After writing this novel, Lovecraft would say that he held onto his conservative values not because they were inherently superior, but out of personal aesthetic preference and a fear of what would come if they were knocked down, and his writing would take a fairly consistent turn to the science-fictional – sometimes to its detriment, in the way At The Mountains Of Madness (1931) gets bogged down in the details of Antarctic exploration at the start. His moods were always present, always driving the action forward, but rarely would he feel the need to either explain or perform them; they would simply serve as the underpinning around which the world was allowed to revolve.
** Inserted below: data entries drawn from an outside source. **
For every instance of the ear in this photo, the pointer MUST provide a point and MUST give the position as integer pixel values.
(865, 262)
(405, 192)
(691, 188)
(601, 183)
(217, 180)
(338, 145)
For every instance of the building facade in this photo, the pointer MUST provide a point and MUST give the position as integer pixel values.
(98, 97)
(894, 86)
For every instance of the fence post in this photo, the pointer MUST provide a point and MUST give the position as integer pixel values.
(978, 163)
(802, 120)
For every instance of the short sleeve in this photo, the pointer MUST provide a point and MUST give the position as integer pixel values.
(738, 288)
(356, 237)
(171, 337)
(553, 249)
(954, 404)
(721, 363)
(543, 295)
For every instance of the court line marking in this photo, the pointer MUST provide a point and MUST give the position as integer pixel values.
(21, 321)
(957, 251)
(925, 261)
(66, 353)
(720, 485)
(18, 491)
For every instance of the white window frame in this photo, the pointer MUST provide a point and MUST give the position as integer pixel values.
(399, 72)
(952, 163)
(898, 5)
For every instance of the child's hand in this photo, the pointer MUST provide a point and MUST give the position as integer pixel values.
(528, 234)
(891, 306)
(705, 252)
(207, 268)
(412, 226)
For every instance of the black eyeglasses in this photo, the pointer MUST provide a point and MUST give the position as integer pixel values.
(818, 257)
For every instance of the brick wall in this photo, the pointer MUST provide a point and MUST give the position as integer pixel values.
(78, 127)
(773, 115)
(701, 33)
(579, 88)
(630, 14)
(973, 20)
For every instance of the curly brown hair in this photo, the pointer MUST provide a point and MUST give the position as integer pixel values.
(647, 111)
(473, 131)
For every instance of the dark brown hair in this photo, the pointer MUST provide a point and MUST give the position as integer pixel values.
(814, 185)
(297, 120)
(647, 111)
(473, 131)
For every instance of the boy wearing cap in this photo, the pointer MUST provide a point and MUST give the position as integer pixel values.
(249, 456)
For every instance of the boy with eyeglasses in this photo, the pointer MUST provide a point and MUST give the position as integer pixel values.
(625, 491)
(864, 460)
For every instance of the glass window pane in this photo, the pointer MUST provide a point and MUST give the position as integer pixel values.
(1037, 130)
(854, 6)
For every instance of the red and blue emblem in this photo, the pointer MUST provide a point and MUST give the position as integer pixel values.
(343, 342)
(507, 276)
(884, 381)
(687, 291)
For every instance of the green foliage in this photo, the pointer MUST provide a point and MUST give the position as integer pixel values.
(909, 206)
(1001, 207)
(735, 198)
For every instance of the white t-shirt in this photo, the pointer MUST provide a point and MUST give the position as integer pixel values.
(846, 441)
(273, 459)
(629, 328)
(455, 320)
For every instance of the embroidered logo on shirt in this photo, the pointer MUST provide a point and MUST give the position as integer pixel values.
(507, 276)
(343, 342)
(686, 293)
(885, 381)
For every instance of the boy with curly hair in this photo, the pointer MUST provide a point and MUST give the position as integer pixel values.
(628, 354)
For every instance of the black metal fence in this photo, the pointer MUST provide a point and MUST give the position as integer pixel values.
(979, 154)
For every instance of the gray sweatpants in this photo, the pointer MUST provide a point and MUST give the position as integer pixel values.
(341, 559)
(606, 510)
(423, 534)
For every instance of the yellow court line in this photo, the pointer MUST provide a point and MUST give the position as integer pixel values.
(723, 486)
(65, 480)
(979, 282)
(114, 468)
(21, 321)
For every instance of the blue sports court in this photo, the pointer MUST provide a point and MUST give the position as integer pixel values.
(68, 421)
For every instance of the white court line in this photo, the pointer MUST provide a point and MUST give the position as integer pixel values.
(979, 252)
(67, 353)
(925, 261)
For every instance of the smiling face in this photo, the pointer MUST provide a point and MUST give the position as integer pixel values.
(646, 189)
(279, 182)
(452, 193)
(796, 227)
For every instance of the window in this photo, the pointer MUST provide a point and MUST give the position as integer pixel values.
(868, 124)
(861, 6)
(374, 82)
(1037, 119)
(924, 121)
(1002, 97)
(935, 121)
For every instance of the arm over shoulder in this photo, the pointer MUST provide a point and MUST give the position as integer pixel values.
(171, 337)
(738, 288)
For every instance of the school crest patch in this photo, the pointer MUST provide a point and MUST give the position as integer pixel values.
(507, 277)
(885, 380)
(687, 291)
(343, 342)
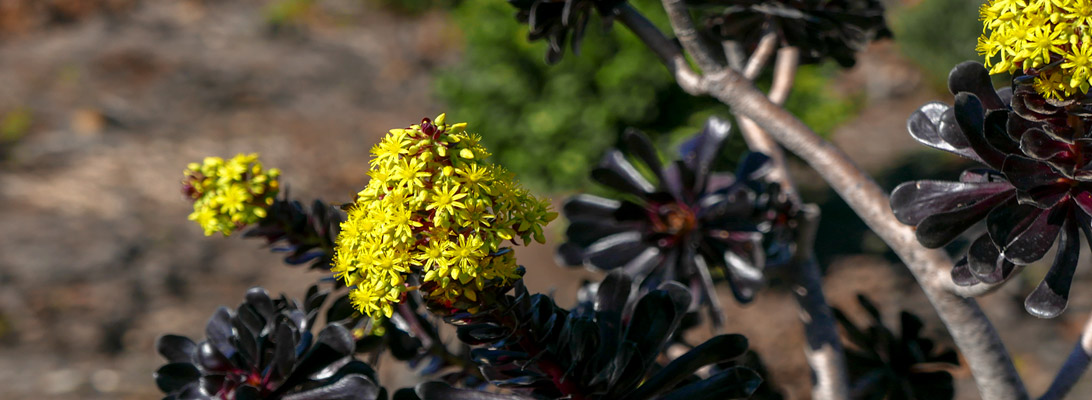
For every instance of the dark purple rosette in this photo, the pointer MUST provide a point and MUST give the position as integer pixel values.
(562, 22)
(821, 30)
(895, 364)
(609, 346)
(264, 350)
(1032, 190)
(692, 226)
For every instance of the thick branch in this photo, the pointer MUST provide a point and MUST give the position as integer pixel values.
(668, 50)
(1073, 367)
(685, 30)
(972, 331)
(988, 360)
(759, 140)
(825, 351)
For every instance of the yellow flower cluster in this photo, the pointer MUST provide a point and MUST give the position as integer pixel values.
(1048, 37)
(228, 195)
(434, 209)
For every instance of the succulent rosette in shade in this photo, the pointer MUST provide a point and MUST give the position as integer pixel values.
(820, 28)
(607, 348)
(307, 235)
(692, 226)
(903, 366)
(265, 350)
(561, 22)
(1032, 190)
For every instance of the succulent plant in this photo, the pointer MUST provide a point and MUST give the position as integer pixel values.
(1045, 40)
(1033, 187)
(904, 366)
(561, 22)
(608, 350)
(820, 28)
(228, 195)
(264, 350)
(306, 235)
(692, 226)
(435, 213)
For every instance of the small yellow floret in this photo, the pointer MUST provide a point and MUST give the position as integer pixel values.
(1046, 38)
(437, 210)
(228, 195)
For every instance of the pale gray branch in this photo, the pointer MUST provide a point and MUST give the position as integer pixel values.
(759, 140)
(989, 362)
(823, 351)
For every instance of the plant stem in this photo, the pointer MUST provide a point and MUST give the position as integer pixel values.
(1075, 366)
(825, 351)
(973, 333)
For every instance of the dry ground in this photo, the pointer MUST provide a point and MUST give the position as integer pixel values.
(96, 257)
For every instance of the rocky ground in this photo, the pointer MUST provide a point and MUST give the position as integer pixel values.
(103, 105)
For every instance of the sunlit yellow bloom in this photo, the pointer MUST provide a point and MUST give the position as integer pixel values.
(1045, 38)
(436, 208)
(228, 195)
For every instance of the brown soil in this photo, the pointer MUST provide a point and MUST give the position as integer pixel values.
(97, 258)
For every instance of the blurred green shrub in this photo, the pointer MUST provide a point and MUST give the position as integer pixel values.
(550, 124)
(286, 12)
(938, 34)
(414, 7)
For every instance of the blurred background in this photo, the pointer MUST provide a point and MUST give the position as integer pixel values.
(104, 102)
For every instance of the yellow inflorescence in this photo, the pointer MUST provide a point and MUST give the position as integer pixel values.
(436, 209)
(1051, 37)
(228, 195)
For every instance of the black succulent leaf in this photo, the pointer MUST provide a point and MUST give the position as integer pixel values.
(768, 390)
(609, 350)
(265, 349)
(693, 225)
(561, 22)
(820, 28)
(904, 366)
(411, 334)
(1033, 187)
(306, 235)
They would even continue to mutate; three of his late-period works, The Whisperer In Darkness, At The Mountains Of Madness, and The Shadow Out Of Time serve as the rise, peak, and fall of a freaky alien civilisation in place of our own, with Lovecraft’s emotion shifting from panic, morbid fascination, and then ending in resigned acceptance. I often wonder what would have happened if Lovecraft had lived only another ten years. Would his decreased rigidness over his conservative views and increased fascination with alien cultures lead to him somewhere even stranger than time travelling cone-shaped aliens? And in turn, I wonder what I’ll be like in ten years. I’ve already noticed that spending the past couple of years refining my thoughts has paid off in unexpected ways. Will I look at “Home” the way I look at “Nyarlathotep” – something messy and thoughtful that had to be done to create a masterpiece?